ASEAN unity is currently at a low ebb. A recent Thai initiative to engage with Myanmar’s military junta outside the framework of ASEAN met with a mixed reception at the recent discussions in Jakarta. Some members were inclined to view Thailand’s outreach positively, others less so.
The joint statement from the meeting emphasised that diplomatic efforts should be “in co-ordination with the chair of ASEAN” – which this year is Indonesia.
It cannot mask, however, that on both Myanmar, where the military is engaged in acts of brutal violence against pro-democracy citizens, and the current crisis in Thailand, where the country is perched precariously between democracy and military domination, ASEAN’s efforts have thus far been to little avail.

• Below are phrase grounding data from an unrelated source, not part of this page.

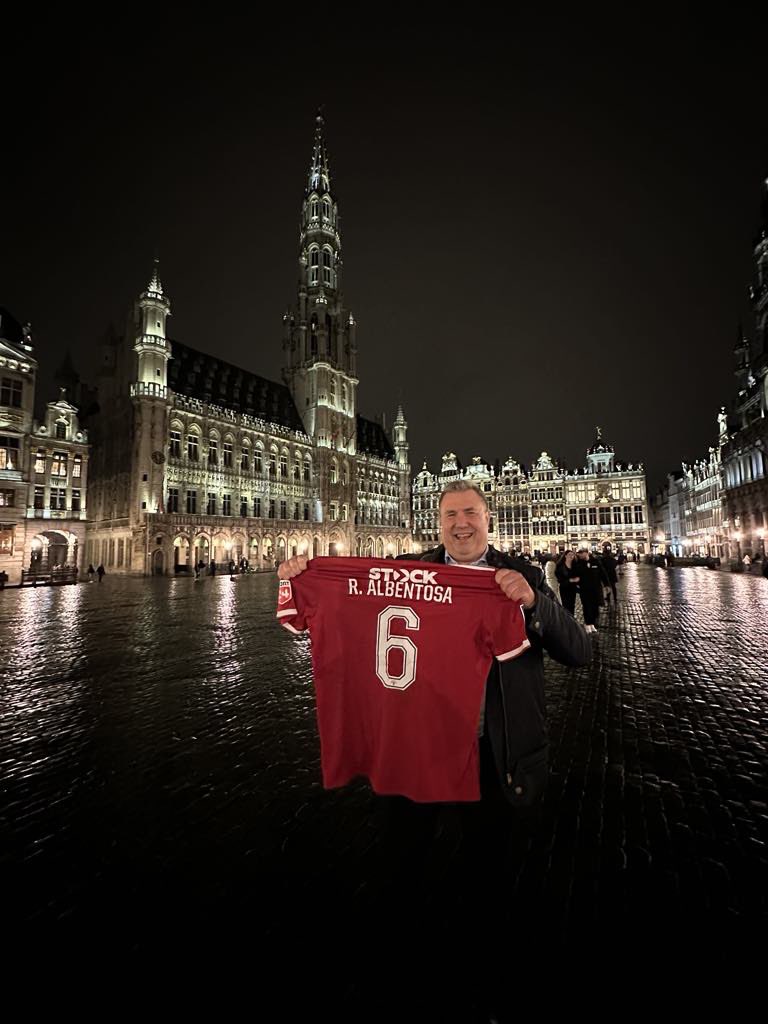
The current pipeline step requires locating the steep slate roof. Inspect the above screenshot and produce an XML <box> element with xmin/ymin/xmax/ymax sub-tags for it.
<box><xmin>167</xmin><ymin>340</ymin><xmax>305</xmax><ymax>433</ymax></box>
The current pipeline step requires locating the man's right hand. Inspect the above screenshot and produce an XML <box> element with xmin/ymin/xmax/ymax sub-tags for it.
<box><xmin>277</xmin><ymin>555</ymin><xmax>309</xmax><ymax>580</ymax></box>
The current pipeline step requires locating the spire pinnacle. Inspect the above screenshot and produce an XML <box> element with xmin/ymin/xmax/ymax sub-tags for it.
<box><xmin>147</xmin><ymin>257</ymin><xmax>163</xmax><ymax>297</ymax></box>
<box><xmin>308</xmin><ymin>108</ymin><xmax>331</xmax><ymax>194</ymax></box>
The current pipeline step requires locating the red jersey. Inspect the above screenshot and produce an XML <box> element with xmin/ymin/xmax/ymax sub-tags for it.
<box><xmin>277</xmin><ymin>556</ymin><xmax>530</xmax><ymax>802</ymax></box>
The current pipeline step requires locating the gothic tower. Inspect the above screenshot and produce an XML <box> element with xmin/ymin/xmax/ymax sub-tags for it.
<box><xmin>130</xmin><ymin>260</ymin><xmax>171</xmax><ymax>555</ymax></box>
<box><xmin>283</xmin><ymin>113</ymin><xmax>359</xmax><ymax>537</ymax></box>
<box><xmin>394</xmin><ymin>404</ymin><xmax>411</xmax><ymax>529</ymax></box>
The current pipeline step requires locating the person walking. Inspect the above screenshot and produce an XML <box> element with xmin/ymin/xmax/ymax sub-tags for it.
<box><xmin>555</xmin><ymin>549</ymin><xmax>579</xmax><ymax>615</ymax></box>
<box><xmin>575</xmin><ymin>548</ymin><xmax>605</xmax><ymax>634</ymax></box>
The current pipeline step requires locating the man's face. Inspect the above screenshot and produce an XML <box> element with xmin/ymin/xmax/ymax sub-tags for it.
<box><xmin>577</xmin><ymin>551</ymin><xmax>589</xmax><ymax>561</ymax></box>
<box><xmin>440</xmin><ymin>490</ymin><xmax>490</xmax><ymax>563</ymax></box>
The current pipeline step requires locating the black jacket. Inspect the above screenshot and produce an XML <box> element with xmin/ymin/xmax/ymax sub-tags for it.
<box><xmin>400</xmin><ymin>545</ymin><xmax>592</xmax><ymax>807</ymax></box>
<box><xmin>601</xmin><ymin>553</ymin><xmax>618</xmax><ymax>583</ymax></box>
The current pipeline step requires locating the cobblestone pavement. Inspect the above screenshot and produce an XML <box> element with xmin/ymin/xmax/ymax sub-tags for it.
<box><xmin>1</xmin><ymin>565</ymin><xmax>766</xmax><ymax>1013</ymax></box>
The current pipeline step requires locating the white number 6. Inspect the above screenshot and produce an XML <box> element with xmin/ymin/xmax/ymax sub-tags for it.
<box><xmin>375</xmin><ymin>605</ymin><xmax>420</xmax><ymax>690</ymax></box>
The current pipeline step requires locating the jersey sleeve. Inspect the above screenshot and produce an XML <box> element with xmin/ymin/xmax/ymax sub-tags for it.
<box><xmin>491</xmin><ymin>599</ymin><xmax>531</xmax><ymax>662</ymax></box>
<box><xmin>276</xmin><ymin>576</ymin><xmax>309</xmax><ymax>634</ymax></box>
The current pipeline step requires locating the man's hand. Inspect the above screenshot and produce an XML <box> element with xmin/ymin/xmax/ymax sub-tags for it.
<box><xmin>495</xmin><ymin>569</ymin><xmax>536</xmax><ymax>610</ymax></box>
<box><xmin>277</xmin><ymin>555</ymin><xmax>309</xmax><ymax>580</ymax></box>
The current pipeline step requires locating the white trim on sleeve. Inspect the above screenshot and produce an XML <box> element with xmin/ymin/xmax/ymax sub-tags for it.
<box><xmin>495</xmin><ymin>639</ymin><xmax>531</xmax><ymax>662</ymax></box>
<box><xmin>277</xmin><ymin>608</ymin><xmax>298</xmax><ymax>619</ymax></box>
<box><xmin>281</xmin><ymin>620</ymin><xmax>305</xmax><ymax>635</ymax></box>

ASEAN democracies along with Singapore have tried to hold the line against Myanmar resuming its place at ministerial meetings and summits, but it is also true that the broader ASEAN membership has shown itself to be divided.
Little wonder that some senior Singaporean diplomats see the Quad’s emergence as a sign of ASEAN’s inability to hold the centre.

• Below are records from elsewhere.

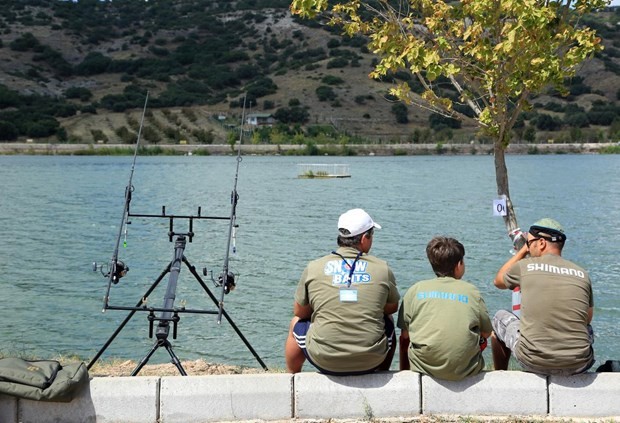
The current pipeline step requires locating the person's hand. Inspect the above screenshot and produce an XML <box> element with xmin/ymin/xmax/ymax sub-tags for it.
<box><xmin>517</xmin><ymin>243</ymin><xmax>529</xmax><ymax>258</ymax></box>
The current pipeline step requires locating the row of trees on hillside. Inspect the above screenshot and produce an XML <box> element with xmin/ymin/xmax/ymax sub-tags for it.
<box><xmin>2</xmin><ymin>77</ymin><xmax>620</xmax><ymax>142</ymax></box>
<box><xmin>1</xmin><ymin>0</ymin><xmax>619</xmax><ymax>158</ymax></box>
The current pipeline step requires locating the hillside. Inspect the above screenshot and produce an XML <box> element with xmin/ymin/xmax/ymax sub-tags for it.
<box><xmin>0</xmin><ymin>0</ymin><xmax>619</xmax><ymax>145</ymax></box>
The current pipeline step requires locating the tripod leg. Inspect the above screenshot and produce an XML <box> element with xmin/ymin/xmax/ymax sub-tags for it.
<box><xmin>184</xmin><ymin>258</ymin><xmax>269</xmax><ymax>370</ymax></box>
<box><xmin>217</xmin><ymin>304</ymin><xmax>268</xmax><ymax>370</ymax></box>
<box><xmin>88</xmin><ymin>264</ymin><xmax>172</xmax><ymax>370</ymax></box>
<box><xmin>130</xmin><ymin>340</ymin><xmax>162</xmax><ymax>376</ymax></box>
<box><xmin>163</xmin><ymin>341</ymin><xmax>187</xmax><ymax>376</ymax></box>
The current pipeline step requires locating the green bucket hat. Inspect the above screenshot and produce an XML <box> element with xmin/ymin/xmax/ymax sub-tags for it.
<box><xmin>529</xmin><ymin>218</ymin><xmax>566</xmax><ymax>242</ymax></box>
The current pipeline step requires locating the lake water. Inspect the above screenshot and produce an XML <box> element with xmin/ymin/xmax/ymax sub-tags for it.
<box><xmin>0</xmin><ymin>153</ymin><xmax>618</xmax><ymax>371</ymax></box>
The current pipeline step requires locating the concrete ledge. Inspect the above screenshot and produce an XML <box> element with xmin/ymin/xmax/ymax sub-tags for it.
<box><xmin>12</xmin><ymin>376</ymin><xmax>159</xmax><ymax>423</ymax></box>
<box><xmin>160</xmin><ymin>373</ymin><xmax>293</xmax><ymax>422</ymax></box>
<box><xmin>0</xmin><ymin>395</ymin><xmax>16</xmax><ymax>423</ymax></box>
<box><xmin>2</xmin><ymin>371</ymin><xmax>620</xmax><ymax>421</ymax></box>
<box><xmin>294</xmin><ymin>371</ymin><xmax>420</xmax><ymax>419</ymax></box>
<box><xmin>89</xmin><ymin>377</ymin><xmax>159</xmax><ymax>423</ymax></box>
<box><xmin>549</xmin><ymin>373</ymin><xmax>620</xmax><ymax>418</ymax></box>
<box><xmin>422</xmin><ymin>370</ymin><xmax>547</xmax><ymax>416</ymax></box>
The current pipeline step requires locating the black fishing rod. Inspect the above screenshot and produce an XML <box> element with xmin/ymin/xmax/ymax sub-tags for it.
<box><xmin>217</xmin><ymin>95</ymin><xmax>246</xmax><ymax>324</ymax></box>
<box><xmin>101</xmin><ymin>91</ymin><xmax>149</xmax><ymax>311</ymax></box>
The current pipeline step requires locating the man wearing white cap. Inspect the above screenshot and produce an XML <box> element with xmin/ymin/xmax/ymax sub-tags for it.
<box><xmin>491</xmin><ymin>218</ymin><xmax>594</xmax><ymax>375</ymax></box>
<box><xmin>284</xmin><ymin>208</ymin><xmax>400</xmax><ymax>374</ymax></box>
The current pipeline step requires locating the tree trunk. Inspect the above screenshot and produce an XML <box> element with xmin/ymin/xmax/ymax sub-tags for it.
<box><xmin>494</xmin><ymin>141</ymin><xmax>525</xmax><ymax>314</ymax></box>
<box><xmin>493</xmin><ymin>141</ymin><xmax>524</xmax><ymax>248</ymax></box>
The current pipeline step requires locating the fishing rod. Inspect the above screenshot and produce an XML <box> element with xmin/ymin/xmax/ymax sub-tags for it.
<box><xmin>100</xmin><ymin>91</ymin><xmax>149</xmax><ymax>311</ymax></box>
<box><xmin>217</xmin><ymin>94</ymin><xmax>246</xmax><ymax>324</ymax></box>
<box><xmin>90</xmin><ymin>92</ymin><xmax>268</xmax><ymax>372</ymax></box>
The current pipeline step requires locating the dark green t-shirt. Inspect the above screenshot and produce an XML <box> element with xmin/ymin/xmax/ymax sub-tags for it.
<box><xmin>397</xmin><ymin>277</ymin><xmax>492</xmax><ymax>381</ymax></box>
<box><xmin>295</xmin><ymin>247</ymin><xmax>399</xmax><ymax>372</ymax></box>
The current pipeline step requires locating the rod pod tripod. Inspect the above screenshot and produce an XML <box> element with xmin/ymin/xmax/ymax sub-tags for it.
<box><xmin>88</xmin><ymin>212</ymin><xmax>268</xmax><ymax>376</ymax></box>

Too much ‘self-congratulation’
One of South-East Asia’s leading strategic thinkers, the former permanent secretary of Singapore’s foreign minister, Bilahari Kausikan, has recently called for a return to the kind of hard-headed realism that characterised ASEAN’s resolve in the late 1980s, where its action helped to prevent the permanent occupation of Cambodia by Vietnam.
Writing for Nikkei Asia, Kausikan argues that ASEAN “centrality needs to be continually re-earned in changing circumstances”. He sees too much “self-congratulation” and a “posturing too often substituted for policy”. And he worries that ASEAN risks becoming marginalised in an era where the Quad and AUKUS now occupy regional strategic breathing space.
The in-principle addition of Timor-Leste to ASEAN will likely pull further at ASEAN unity and coherence, but its inclusion will ease the burden on Australia and make Dili less susceptible to potential Chinese influence.
Along with Pacific engagement, Australia has no more important local game to play than with ASEAN. It, like ASEAN states, does not wish to see a closed and hegemonic region. But ASEAN states are increasingly divided on how to sustain strategic hedging while not closing off the economic benefits they still want from Beijing.
All this means that the need for greater Australian economic heft at the bilateral level. On that score the forthcoming report from Nicholas Moore, the government’s envoy for South-East Asia, could signal a real step change in Australia’s economic engagement with the region.
In remarks last month to the Australia ASEAN business summit, Moore said that the opportunities for business in South-East Asia will be “more than the prosperity that we saw coming from Japan, and Korea and Taiwan and then China in terms of our closest neighbours and the growth we will see from them”. It will be important for Australian businesses to hear this call coming from Moore, not just the bureaucracy.
The question is whether Australia is on the cusp of a new era in its relations with the region. After the withdrawal of British military power from South-East Asia in the early 1970s and the recalibration of America’s military presence in the wake of the Vietnam War, Australia’s approach to the region underwent a revolution.
It sought to come to terms with a region which was free at last from Western domination and resolved to shape its own future. Australia presented itself not as a junior ally of the former Western masters but as a “good neighbour” that was also naturally and properly a member of the region.
Former Labor foreign minister Gareth Evans said that Australia was striving for “comprehensive engagement” with the region. That’s a task now enjoined in a very different set of strategic circumstances, but with no less importance for Australia’s future security and prosperity.